No formal resolutions will be made for 2013. Actually I am not making any at all. I would just break them, and that would be setting myself up for failure. Instead, I just have thoughts about what I would like to accomplish in the new year.

On that note, Merry Christmas and Happy New Year!

Friends and Frenemies….we all have them!


I’ve been thinking about the people who have come and gone from my life. Some were friends. Some became frenemies.

I have a handful of good really friends…and a couple of those are the “I can call you at 4 am” type of friend. Those are the ones I cherish the most. Those types of friends are so rare! ! My mom told me that I should strive to have one or two of those “4 am” friends because that’s all I really need.

(Hey 4 am friend….I know your are reading this….so I just want to get confirmation that it is okay to call you in the middle of the night on those occasions when I am coming apart at the seams!  ! )

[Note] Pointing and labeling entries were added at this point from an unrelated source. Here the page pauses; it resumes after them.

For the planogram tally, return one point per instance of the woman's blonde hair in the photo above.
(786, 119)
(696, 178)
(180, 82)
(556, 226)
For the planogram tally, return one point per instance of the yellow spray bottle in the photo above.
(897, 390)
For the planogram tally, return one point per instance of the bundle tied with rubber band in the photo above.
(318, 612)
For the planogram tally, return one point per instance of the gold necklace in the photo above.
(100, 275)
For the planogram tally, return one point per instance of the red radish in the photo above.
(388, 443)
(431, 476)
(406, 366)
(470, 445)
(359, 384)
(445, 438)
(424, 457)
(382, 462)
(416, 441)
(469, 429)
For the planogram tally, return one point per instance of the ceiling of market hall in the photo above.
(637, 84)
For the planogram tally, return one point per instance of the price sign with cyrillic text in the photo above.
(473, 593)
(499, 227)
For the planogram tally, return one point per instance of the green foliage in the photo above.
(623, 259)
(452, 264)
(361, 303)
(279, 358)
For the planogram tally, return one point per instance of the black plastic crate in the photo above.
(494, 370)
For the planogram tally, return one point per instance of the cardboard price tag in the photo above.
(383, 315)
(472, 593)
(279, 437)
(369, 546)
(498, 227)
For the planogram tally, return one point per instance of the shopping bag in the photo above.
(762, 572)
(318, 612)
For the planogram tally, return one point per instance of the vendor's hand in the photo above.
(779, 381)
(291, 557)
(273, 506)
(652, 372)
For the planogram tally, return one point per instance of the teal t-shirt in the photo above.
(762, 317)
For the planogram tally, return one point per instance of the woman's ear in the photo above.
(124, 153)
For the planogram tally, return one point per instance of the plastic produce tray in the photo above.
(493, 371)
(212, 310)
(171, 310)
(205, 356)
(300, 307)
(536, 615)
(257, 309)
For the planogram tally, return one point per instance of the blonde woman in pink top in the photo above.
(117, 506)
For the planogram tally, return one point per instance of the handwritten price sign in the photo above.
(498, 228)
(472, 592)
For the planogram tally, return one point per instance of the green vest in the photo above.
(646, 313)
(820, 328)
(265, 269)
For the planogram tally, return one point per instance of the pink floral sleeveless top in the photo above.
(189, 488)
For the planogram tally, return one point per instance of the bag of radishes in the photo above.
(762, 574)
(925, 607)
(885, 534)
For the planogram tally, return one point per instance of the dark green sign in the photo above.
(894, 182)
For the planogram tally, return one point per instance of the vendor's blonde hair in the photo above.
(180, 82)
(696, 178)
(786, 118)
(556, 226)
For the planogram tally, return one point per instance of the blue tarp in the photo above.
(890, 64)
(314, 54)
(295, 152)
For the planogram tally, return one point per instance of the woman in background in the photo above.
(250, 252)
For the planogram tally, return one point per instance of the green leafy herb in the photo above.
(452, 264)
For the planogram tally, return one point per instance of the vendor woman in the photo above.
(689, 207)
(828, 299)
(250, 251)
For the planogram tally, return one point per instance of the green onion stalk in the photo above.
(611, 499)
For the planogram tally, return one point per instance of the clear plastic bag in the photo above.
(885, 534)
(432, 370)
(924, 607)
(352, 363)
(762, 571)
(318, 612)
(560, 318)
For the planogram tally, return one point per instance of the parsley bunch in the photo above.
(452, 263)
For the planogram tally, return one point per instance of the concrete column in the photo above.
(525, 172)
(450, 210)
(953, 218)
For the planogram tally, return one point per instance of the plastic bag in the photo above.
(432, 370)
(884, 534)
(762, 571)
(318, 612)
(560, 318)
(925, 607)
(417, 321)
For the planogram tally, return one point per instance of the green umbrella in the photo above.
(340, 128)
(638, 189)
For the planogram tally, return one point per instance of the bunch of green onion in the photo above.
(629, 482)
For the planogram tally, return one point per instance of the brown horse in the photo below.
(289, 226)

But having other kinds of friends is good too. Not every one has to be a close friend. I have friends from high school, the old neighborhood, co-workers (past and present), and Facebook friends. All have a special place in my life, but very few really know me or would want to!

Then there are the frenemies. They aren’t friends by any means, but they aren’t enemies in the true sense of the word.  These are the people who you don’t want in your life for a variety of reasons. They’ve hurt you in some way such as cheating, lying, or backstabbing. They are the people who have used you to get ahead or to get what they want.

No one wants them or needs them, but we all know them and have them in our life. You have to watch out for these people because they will still suck the life out of you when you are not looking.

I’ve got this frenemy. She’s sweet and kind to your face. She pretends that she is all roses and fairy dust. As soon as you turn your back, she becomes all out ugly! !  She loves to gossip about people. I know that if she is gossiping about someone behind their back, she is gossiping about me  behind mine. That’s just how it goes!

This girl is a piece of work. She plays the game well. When you first meet her, you think she’s just the perfect friend. As time goes on, you begin to see the ugliness that is inside her. She’s a hypocrite too.  She just walks around preaching about being a God fearing person, but no one who fears God would ever do or say the things that she does!

So you eliminate these people from your life. You banish them to the world of past friends. Well, a word to the wise it’s always better to keep one eye on a frenemy because you’re best bet is to know what’s going on in the background. Afterall, you surely wouldn’t want to get blindsided by someone like that!

While we are on the subject, do you have “one of those friends” that you keep around just for the entertainment value. I have a Facebook friend like that. I’m not even sure how we became friends. I think she became my neighbor back when I was playing Farmville.

She’s a bit of an odd ball. She is paranoid about computer hackers. Sure, it’s a valid concern, but not to the extreme that she fears it. She updates her status probably 25 times a day. No matter when I log on to Facebook, there is a post written by her on my wall! Her updates includes everything. She tells what she ate, what she cooked, stories about her husband’s job, and all her health issues. Most annoying is the constant posts about her Facebook games. She shares no personal information (probably because she thinks I am a hacker).

So why is she still my “friend”, you ask? Oh the sheer amusement of the comments is worth the bit of annoyance! I know that sounds mean, but I don’t make nasty comments, I just read them!

So anyway, I cherish those people close to me, and I stalk my frenemies just to be sure they are on the path running opposite mine! LOL!

Ok time for bed…. I’m getting weird now! ! !

Note: This is being written on my Droid Bionic. Please excuse typos and grammatical errors. Swype had a mind of its own, and its true calling is to make me look like I am illiterate!